That gap on top of this post is intentional. Air Gaps are your friend when it comes to soundproofing!

Every band dreams of practicing freely in a room without neighbours dropping in with a scowl on their faces. Similarly, every studio hopes to record the most subtle aspects of music without worrying about the surrounding urban noise.  These two places need soundproofing for opposite reasons – jamming rooms must prevent sound from going out, and studios need to prevent sound from coming in.

This post discusses the soundproofing requirements of jamming rooms, and lists some loopholes to watch out for. Soundproofing for studios requires a separate post.

Jamming Rooms generate noise levels equivalent to around 100-110 Db – close to twice or thrice the loudness you hear at a noisy traffic signal. This can get distressing because by definition, practice implies long hours. Involuntary listening for long hours can get disturbing – leading to annoyance, irritation, headaches, raised heart rates, and raised blood pressure. A sustained elevated heart rate is good for a workout – staying in such a state for long causes a dip in your longevity.

How much soundproofing do these rooms need?

The good news is, there’s no need to have a zero output concept here. Urban noise is expected to be at least 60 db during daytime, and around 43 db during night time in residential areas. What’s even better news, our ears perceive loudness logarithmically, and so the decibel scale is logarithmic. That means if you reduce the sound even by 10dB, you perceive it as only half as loud.

Soundproofing projects are always more challenging than those which require acoustical treatment for reverberation, or fine tuning. This is because heavy mass is needed to block sound, and most venues do not afford space. A room within a room is the best option, but when that’s not possible due to structural constraints (or in the absence of permission to make structural changes to a building), alternatives must be carefully calculated.

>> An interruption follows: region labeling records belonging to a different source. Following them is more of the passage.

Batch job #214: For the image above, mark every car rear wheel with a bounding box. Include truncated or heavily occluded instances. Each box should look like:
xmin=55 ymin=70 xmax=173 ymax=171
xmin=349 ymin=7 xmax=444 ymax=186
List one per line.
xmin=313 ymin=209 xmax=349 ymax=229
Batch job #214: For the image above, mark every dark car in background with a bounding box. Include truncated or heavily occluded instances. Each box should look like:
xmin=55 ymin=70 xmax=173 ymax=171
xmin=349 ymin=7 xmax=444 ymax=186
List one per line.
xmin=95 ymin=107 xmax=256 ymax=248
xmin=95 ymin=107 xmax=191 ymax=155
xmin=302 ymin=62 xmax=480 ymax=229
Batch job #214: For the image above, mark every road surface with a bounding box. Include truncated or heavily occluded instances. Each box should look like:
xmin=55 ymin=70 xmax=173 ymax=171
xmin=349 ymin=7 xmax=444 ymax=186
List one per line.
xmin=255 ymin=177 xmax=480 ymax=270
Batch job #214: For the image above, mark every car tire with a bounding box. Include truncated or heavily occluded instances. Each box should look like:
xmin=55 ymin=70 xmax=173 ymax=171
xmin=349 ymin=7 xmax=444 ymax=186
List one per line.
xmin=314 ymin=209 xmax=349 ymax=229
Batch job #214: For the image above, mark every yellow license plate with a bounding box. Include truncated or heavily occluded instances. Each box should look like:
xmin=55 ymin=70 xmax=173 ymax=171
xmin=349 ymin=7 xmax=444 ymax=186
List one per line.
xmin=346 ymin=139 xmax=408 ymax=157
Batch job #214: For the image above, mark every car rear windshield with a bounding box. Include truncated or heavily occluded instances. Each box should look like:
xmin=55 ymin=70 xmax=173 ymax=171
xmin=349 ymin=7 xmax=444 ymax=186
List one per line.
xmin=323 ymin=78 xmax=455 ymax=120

The common mistake here is that while gypboard constructions can be used for isolation, the calculations must be for that purpose alone. Expecting gypboard configurations that work for absorption, to also work for isolation, is a folly here – one that I see all too often around me. Rockwool or glasswool will do nothing to absorb sound at low frequencies if you don’t stop them first.

A word of caution to DIY guys.

  • All soundproofing materials come with numbers that tell you how much transmission loss they give. Do not assume that simple arithmetic will give you accurate results. The materials come with a clever line “All joints to be properly sealed and caulked”. Here lies the whole game.
  • Also, the materials are tested under lab conditions – the numbers will vary rather widely under different site conditions.
  • Further, they come with instructions on how to construct. If structural constraints or budget force you to make variations, discuss them with an acoustical consultant, not the vendor.
  • While heavy absorption helps in transmission loss if carefully designed, careless use of absorption materials will make your drum kit sound dead. A drum kit produces a wide range of frequencies – 50 to 15kHz. The high frequencies will sound dead almost immediately, while low frequencies will painfully linger on if you provide too much absorption in the room.  

The other important thing to watch out for are leakages due to site constraints, or plain human error. Every soundproofing project has a leakage fixing phase. A 1 mm gap is enough to turn a 99 % success into a 100 % failure. Also, the most important thing to watch out for is leakages due to structural contacts. You may come up with a clever design, but if you drive nails or screws through to hold things together, that’s a short circuit route. Acoustical caulks must be carefully chosen. I know carpenters who use metal paste to block leaks. It’s rather difficult to convince them of the structural coupling it provides.

Lastly, a note about budgeting. Soundproofing materials are more expensive than absorption materials. All choices must be based on calculations, with generous discounts on the claimed performance, keeping site conditions in mind. While budget constraints are understandable, it is vital to have a talk with an acoustical consultant to understand what part of it can be DIY, and what part of it must be professionally installed.

The funny part is, road traffic noise can be a blessing for such projects. I have two precisely opposite cases on hand – one project next to a noisy road, and one located in a quiet residential layout. Needless to say, the sound reduction needed in the latter was huge, and with structural changes not being an option, I had many sleepless nights reading quoted transmission loss numbers and separating the grain from the chaff.

If there’s a choice of location, try to choose a noisy location, so that you don’t stand out. Low frequencies and structural vibrations are the toughest to isolate, but there are clear laws defining how things work, so in the right hands, your project can be a decent success even with budget constraints. Happy Jamming!